(13 of 14)
The kids were still having breakfast when she began. First was "Perfect Paul," the 3-year-old who had been her most joyful and least trouble. He died in seconds, held violently underwater by the mother whose hands had carefully washed his hair so that the soap would not sting his eyes. She carried his soaked body to her bed, tucking him beneath a maroon blanket, his head on the pillows. After Paul, she drowned Luke, 2, and moved on to John, 5. Next she killed their baby sister Mary, whom she had distracted with a bottle so she wouldn't scoot away and hurt herself while her brothers were being killed.
Noah, her firstborn, was the last to die. The 7-year-old left his half-eaten cereal on the kitchen table when Andrea summoned him. Walking into the bathroom, Noah saw his sister facedown in the water, her tiny fists clenched. He asked, "What's wrong with Mary?" and then, according to the account Andrea would give police, he tried to run away. His mother chased him down, dragged the wailing boy to the bathroom and forced him facedown into nine inches of cold water in the tub, his sister's body floating lifeless next to him. Noah came up twice as he fought for air. But Andrea held her grip. She then laid Mary in bed with her brothers, wrapping their arms around the baby. She left Noah in the tub.
WAITING FOR DEATH
Drinking a diet coke, Andrea told homicide sergeant Eric Mehl what she had done and why. She did not hate the children. Nor was she mad at them. "They weren't developing correctly," she said. The soft-spoken sergeant asked how long she had considered murder. Two years, she said. "Since I realized I have not been a good mother to them." Mehl watched her movements. She looked him in the eye. She nodded. Sometimes she answered, "Yes, sir." But she would sit in 15 seconds of stone-cold silence if he asked too much. She could give only short answers to simple questions in their 17-minute conversation as she twice recounted the order in which her children were born and died.

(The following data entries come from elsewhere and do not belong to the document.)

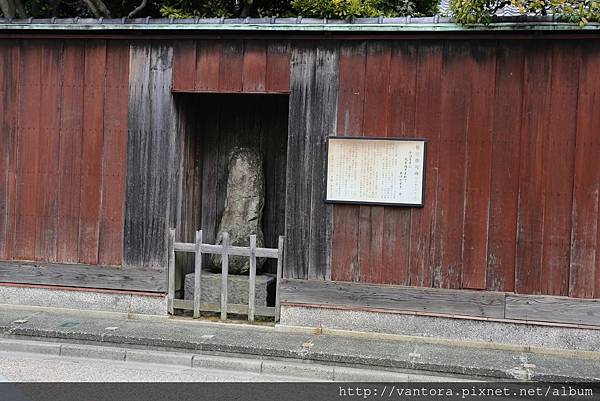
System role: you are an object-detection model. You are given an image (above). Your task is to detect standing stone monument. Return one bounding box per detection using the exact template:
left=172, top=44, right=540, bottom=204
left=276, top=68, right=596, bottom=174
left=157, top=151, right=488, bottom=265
left=184, top=148, right=275, bottom=306
left=210, top=148, right=265, bottom=274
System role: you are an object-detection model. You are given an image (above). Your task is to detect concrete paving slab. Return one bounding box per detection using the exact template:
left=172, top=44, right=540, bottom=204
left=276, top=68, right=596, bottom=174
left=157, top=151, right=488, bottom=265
left=262, top=361, right=334, bottom=380
left=125, top=349, right=194, bottom=367
left=0, top=338, right=60, bottom=355
left=192, top=355, right=262, bottom=373
left=60, top=344, right=125, bottom=361
left=0, top=308, right=600, bottom=381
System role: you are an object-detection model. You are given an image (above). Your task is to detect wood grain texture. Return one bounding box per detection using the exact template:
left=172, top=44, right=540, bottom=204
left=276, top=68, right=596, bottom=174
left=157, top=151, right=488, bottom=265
left=79, top=41, right=106, bottom=264
left=284, top=43, right=338, bottom=279
left=124, top=42, right=175, bottom=269
left=266, top=41, right=292, bottom=92
left=358, top=42, right=391, bottom=283
left=173, top=40, right=196, bottom=91
left=194, top=40, right=221, bottom=91
left=98, top=43, right=129, bottom=266
left=331, top=42, right=366, bottom=281
left=486, top=42, right=524, bottom=292
left=569, top=43, right=600, bottom=298
left=409, top=43, right=443, bottom=287
left=379, top=42, right=418, bottom=285
left=56, top=41, right=85, bottom=263
left=281, top=279, right=505, bottom=318
left=242, top=40, right=267, bottom=92
left=433, top=42, right=474, bottom=288
left=0, top=262, right=167, bottom=293
left=506, top=294, right=600, bottom=326
left=515, top=44, right=552, bottom=294
left=461, top=42, right=497, bottom=289
left=35, top=42, right=63, bottom=261
left=540, top=43, right=580, bottom=295
left=13, top=41, right=42, bottom=260
left=219, top=40, right=244, bottom=92
left=0, top=41, right=20, bottom=259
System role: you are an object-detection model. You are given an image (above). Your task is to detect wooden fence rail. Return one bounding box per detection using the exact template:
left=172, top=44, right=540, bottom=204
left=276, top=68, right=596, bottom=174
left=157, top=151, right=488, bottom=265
left=168, top=229, right=284, bottom=322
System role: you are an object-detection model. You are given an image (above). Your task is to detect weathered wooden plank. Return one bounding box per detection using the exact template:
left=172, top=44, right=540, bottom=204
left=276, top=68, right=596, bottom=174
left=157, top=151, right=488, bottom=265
left=242, top=40, right=267, bottom=92
left=173, top=40, right=196, bottom=91
left=305, top=44, right=339, bottom=280
left=248, top=235, right=256, bottom=323
left=284, top=45, right=316, bottom=278
left=56, top=41, right=85, bottom=263
left=0, top=41, right=20, bottom=260
left=124, top=42, right=177, bottom=269
left=540, top=43, right=580, bottom=295
left=266, top=41, right=291, bottom=92
left=194, top=230, right=202, bottom=318
left=13, top=41, right=42, bottom=260
left=284, top=43, right=337, bottom=279
left=461, top=42, right=497, bottom=289
left=219, top=40, right=244, bottom=92
left=0, top=42, right=7, bottom=260
left=275, top=236, right=285, bottom=322
left=506, top=294, right=600, bottom=326
left=79, top=40, right=106, bottom=264
left=221, top=232, right=229, bottom=321
left=433, top=42, right=474, bottom=288
left=409, top=43, right=443, bottom=287
left=140, top=42, right=173, bottom=268
left=0, top=262, right=167, bottom=293
left=167, top=228, right=177, bottom=315
left=123, top=44, right=153, bottom=266
left=515, top=44, right=552, bottom=294
left=569, top=43, right=600, bottom=298
left=194, top=40, right=221, bottom=91
left=486, top=42, right=524, bottom=292
left=378, top=42, right=418, bottom=285
left=98, top=42, right=129, bottom=266
left=35, top=42, right=63, bottom=261
left=175, top=242, right=279, bottom=259
left=358, top=42, right=391, bottom=283
left=281, top=279, right=505, bottom=319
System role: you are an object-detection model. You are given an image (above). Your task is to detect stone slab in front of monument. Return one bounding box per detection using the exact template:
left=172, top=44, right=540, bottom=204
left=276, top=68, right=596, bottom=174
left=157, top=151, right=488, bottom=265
left=184, top=270, right=275, bottom=306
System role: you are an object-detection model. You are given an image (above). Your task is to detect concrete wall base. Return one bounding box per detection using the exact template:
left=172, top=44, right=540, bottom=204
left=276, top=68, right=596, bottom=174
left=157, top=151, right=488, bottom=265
left=0, top=285, right=167, bottom=316
left=279, top=305, right=600, bottom=352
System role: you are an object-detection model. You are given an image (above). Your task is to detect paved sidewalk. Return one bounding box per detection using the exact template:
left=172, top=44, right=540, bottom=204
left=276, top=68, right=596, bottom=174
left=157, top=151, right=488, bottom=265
left=0, top=306, right=600, bottom=381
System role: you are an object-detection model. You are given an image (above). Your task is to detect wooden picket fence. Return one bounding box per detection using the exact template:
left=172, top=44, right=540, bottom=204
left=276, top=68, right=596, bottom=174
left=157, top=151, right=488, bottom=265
left=168, top=229, right=284, bottom=322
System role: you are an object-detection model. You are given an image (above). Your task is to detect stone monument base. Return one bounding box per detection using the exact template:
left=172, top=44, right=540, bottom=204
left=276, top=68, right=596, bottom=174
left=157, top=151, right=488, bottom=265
left=184, top=270, right=275, bottom=306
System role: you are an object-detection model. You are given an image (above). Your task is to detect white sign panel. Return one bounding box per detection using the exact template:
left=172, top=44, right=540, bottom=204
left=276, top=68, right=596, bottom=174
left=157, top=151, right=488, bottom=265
left=326, top=137, right=425, bottom=206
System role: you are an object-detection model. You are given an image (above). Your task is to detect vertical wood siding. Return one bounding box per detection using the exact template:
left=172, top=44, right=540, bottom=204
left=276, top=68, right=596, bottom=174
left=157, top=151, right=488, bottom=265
left=331, top=40, right=600, bottom=298
left=0, top=40, right=129, bottom=265
left=0, top=34, right=600, bottom=298
left=123, top=41, right=180, bottom=269
left=173, top=40, right=290, bottom=93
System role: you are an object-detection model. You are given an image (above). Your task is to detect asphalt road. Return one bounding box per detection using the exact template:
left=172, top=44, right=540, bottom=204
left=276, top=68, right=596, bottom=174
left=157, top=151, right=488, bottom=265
left=0, top=351, right=314, bottom=382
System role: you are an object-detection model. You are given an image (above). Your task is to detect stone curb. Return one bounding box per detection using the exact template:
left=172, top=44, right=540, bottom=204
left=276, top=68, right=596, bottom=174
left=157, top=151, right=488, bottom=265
left=0, top=339, right=462, bottom=382
left=0, top=327, right=589, bottom=381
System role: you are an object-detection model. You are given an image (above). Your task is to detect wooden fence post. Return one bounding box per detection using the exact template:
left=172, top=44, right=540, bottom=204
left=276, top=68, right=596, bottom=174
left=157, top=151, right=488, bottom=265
left=221, top=232, right=229, bottom=320
left=248, top=235, right=256, bottom=322
left=167, top=229, right=175, bottom=315
left=194, top=230, right=202, bottom=318
left=275, top=235, right=285, bottom=323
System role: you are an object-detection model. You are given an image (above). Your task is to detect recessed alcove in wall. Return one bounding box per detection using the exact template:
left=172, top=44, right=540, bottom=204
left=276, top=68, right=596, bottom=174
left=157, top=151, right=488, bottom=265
left=174, top=93, right=288, bottom=273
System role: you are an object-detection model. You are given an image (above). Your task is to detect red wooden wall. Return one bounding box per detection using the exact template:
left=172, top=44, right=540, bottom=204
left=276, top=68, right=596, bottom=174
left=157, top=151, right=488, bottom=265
left=331, top=40, right=600, bottom=297
left=0, top=40, right=129, bottom=265
left=173, top=39, right=290, bottom=93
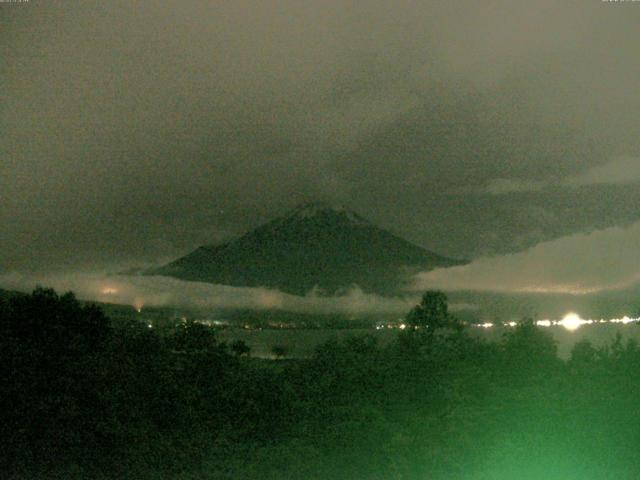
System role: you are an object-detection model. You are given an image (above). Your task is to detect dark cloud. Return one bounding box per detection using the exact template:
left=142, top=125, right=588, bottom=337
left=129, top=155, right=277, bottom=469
left=0, top=0, right=640, bottom=269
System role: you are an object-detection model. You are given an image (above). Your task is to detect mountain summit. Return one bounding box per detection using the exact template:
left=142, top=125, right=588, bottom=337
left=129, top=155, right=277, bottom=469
left=147, top=203, right=463, bottom=295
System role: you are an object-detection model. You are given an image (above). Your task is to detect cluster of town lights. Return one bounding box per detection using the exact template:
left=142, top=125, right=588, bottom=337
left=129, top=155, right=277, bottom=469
left=475, top=313, right=640, bottom=331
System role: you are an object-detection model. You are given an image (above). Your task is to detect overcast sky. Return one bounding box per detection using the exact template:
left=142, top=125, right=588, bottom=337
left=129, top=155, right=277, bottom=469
left=0, top=0, right=640, bottom=278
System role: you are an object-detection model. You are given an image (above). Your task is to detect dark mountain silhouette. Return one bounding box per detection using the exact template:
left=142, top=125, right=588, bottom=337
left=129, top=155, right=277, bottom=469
left=147, top=203, right=464, bottom=295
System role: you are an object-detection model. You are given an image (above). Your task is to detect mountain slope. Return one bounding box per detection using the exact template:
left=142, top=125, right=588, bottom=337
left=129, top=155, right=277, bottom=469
left=147, top=204, right=463, bottom=294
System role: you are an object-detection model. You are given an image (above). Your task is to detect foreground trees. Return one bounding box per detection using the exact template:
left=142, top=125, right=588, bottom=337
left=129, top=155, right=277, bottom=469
left=0, top=289, right=640, bottom=480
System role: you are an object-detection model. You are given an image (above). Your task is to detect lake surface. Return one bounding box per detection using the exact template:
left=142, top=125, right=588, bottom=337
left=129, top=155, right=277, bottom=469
left=219, top=323, right=640, bottom=359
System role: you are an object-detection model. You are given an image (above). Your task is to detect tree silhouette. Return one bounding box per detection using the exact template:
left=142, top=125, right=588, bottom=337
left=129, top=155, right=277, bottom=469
left=231, top=340, right=251, bottom=357
left=406, top=290, right=459, bottom=333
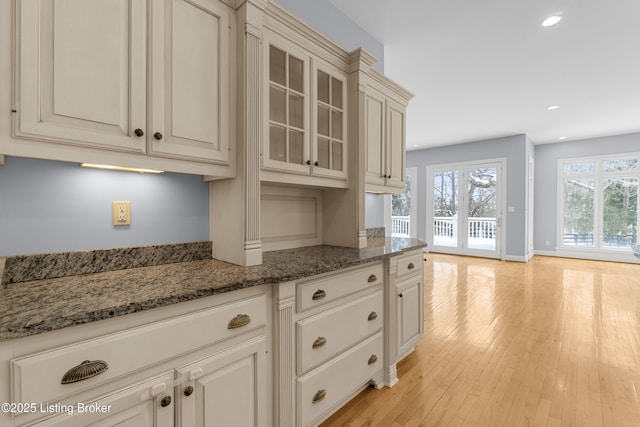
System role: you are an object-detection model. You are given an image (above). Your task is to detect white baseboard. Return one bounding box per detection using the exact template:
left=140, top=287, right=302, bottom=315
left=535, top=249, right=640, bottom=264
left=504, top=255, right=529, bottom=262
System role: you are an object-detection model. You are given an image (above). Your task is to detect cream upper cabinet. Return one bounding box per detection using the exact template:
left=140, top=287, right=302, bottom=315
left=311, top=60, right=348, bottom=179
left=262, top=34, right=347, bottom=186
left=365, top=73, right=412, bottom=193
left=15, top=0, right=147, bottom=153
left=13, top=0, right=235, bottom=174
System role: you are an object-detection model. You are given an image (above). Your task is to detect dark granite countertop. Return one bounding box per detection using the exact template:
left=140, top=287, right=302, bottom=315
left=0, top=238, right=426, bottom=341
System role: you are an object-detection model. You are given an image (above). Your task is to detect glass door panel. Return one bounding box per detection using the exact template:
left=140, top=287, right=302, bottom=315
left=467, top=167, right=497, bottom=251
left=432, top=170, right=459, bottom=248
left=602, top=176, right=638, bottom=248
left=427, top=162, right=504, bottom=258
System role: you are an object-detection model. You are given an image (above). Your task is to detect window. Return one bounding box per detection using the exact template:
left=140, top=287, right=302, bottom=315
left=559, top=154, right=640, bottom=250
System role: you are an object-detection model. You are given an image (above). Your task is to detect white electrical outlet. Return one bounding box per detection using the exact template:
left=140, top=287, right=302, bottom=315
left=111, top=201, right=131, bottom=225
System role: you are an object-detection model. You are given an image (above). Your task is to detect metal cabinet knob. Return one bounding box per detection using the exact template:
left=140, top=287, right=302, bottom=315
left=311, top=289, right=327, bottom=301
left=312, top=390, right=327, bottom=403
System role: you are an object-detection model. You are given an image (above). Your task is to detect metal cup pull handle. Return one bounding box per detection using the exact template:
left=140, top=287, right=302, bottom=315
left=60, top=360, right=109, bottom=384
left=312, top=337, right=327, bottom=348
left=227, top=314, right=251, bottom=329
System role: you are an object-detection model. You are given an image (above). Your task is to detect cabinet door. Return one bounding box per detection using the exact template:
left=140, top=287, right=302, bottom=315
left=386, top=100, right=406, bottom=191
left=148, top=0, right=235, bottom=164
left=34, top=372, right=175, bottom=427
left=311, top=60, right=348, bottom=179
left=396, top=275, right=424, bottom=360
left=14, top=0, right=146, bottom=152
left=365, top=88, right=386, bottom=185
left=178, top=336, right=269, bottom=427
left=262, top=35, right=312, bottom=175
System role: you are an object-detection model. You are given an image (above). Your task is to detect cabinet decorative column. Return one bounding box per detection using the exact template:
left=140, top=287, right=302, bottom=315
left=210, top=0, right=267, bottom=266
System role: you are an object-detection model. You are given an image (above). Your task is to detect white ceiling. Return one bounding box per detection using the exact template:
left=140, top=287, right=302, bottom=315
left=329, top=0, right=640, bottom=150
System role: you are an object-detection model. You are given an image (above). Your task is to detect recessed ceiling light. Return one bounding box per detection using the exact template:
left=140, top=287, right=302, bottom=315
left=542, top=15, right=562, bottom=27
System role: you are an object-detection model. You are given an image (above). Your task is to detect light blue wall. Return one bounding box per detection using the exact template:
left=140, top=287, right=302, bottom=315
left=534, top=133, right=640, bottom=251
left=407, top=135, right=533, bottom=259
left=0, top=157, right=209, bottom=256
left=275, top=0, right=384, bottom=72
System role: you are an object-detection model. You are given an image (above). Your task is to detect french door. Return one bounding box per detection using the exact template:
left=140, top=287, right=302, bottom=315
left=427, top=160, right=505, bottom=258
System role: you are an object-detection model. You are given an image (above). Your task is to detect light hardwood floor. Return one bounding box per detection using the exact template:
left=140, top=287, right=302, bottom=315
left=323, top=254, right=640, bottom=427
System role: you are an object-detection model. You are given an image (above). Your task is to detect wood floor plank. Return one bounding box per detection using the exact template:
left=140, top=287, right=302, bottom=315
left=322, top=254, right=640, bottom=427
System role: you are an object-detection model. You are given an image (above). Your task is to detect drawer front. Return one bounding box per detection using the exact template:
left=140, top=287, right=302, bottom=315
left=297, top=333, right=383, bottom=426
left=296, top=290, right=383, bottom=374
left=296, top=263, right=384, bottom=312
left=398, top=251, right=424, bottom=279
left=11, top=295, right=267, bottom=403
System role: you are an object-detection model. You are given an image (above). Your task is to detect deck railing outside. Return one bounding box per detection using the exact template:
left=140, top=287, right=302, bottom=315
left=391, top=216, right=411, bottom=237
left=433, top=216, right=496, bottom=239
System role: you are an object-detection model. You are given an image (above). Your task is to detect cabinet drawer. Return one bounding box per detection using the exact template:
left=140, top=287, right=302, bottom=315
left=297, top=332, right=383, bottom=426
left=296, top=290, right=383, bottom=374
left=296, top=263, right=384, bottom=312
left=398, top=252, right=424, bottom=279
left=11, top=295, right=266, bottom=403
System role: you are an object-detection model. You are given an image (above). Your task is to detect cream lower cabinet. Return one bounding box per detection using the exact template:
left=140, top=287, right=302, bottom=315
left=274, top=262, right=385, bottom=426
left=389, top=250, right=424, bottom=362
left=177, top=336, right=270, bottom=427
left=27, top=372, right=174, bottom=427
left=8, top=0, right=235, bottom=176
left=0, top=287, right=271, bottom=427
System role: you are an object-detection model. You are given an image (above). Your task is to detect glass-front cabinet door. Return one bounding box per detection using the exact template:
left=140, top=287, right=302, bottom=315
left=262, top=35, right=347, bottom=184
left=263, top=45, right=311, bottom=173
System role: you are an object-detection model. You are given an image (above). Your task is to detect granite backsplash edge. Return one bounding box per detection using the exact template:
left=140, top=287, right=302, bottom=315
left=0, top=241, right=212, bottom=285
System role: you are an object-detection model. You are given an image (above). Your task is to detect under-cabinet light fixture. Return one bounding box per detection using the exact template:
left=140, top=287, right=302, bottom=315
left=80, top=163, right=164, bottom=173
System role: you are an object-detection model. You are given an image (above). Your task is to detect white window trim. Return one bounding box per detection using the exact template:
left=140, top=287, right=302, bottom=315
left=556, top=152, right=640, bottom=262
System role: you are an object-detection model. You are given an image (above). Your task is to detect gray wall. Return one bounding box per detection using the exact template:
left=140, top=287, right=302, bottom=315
left=0, top=157, right=209, bottom=256
left=534, top=133, right=640, bottom=251
left=407, top=135, right=533, bottom=259
left=275, top=0, right=384, bottom=72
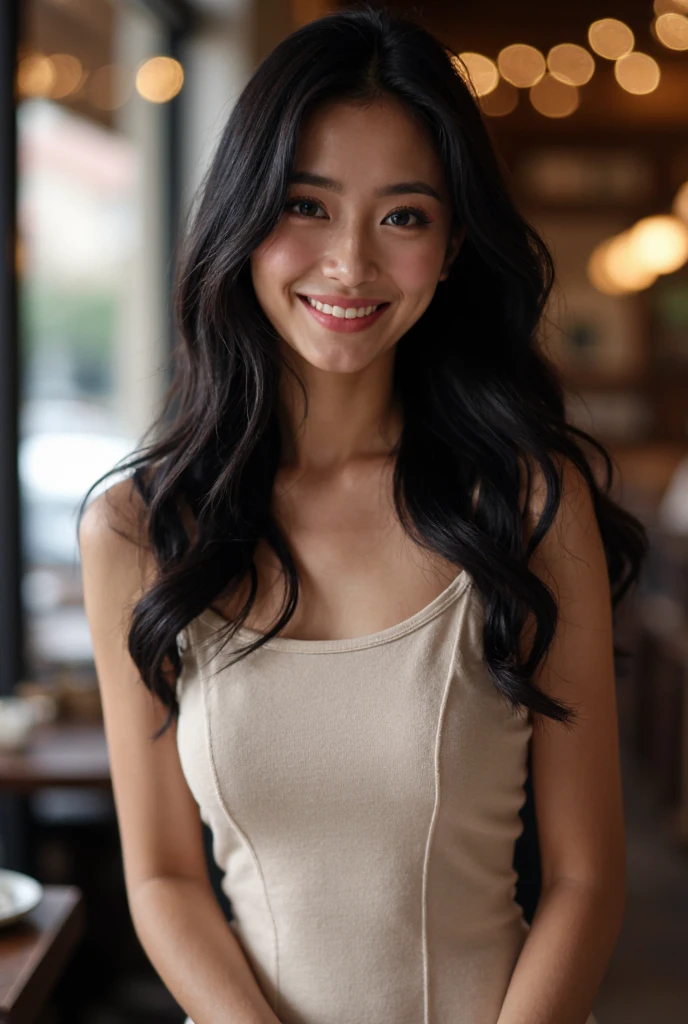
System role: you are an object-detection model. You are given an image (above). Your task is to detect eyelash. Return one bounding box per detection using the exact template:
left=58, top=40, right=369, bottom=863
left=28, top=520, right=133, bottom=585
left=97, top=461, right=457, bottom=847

Later she told jail doctors that nothing could mute the patter that said she was a lousy mother. The death of her children, she said, was her punishment, not theirs. It was, she explained, a mother's final act of mercy. Did not the Bible say it would be better for a person to be flung into the sea with a stone tied to his neck than cause little ones to stumble? And she had failed her children. Only her execution would rescue her from the evil inside her--a state-sanctioned exorcism in which George W. Bush, the former Governor and now President, would come to save her from the clutches of Satan. Had not Scripture taught that the government is a minister of God, "an avenger who brings wrath on the one who practices evil?" She told the doctors she wanted her hair shaved so she could see the number 666--the mark of the Antichrist--on her scalp. She also wanted her hair cropped in the shape of a crown, perhaps the kind the Bible says Jesus will give to those who have won salvation.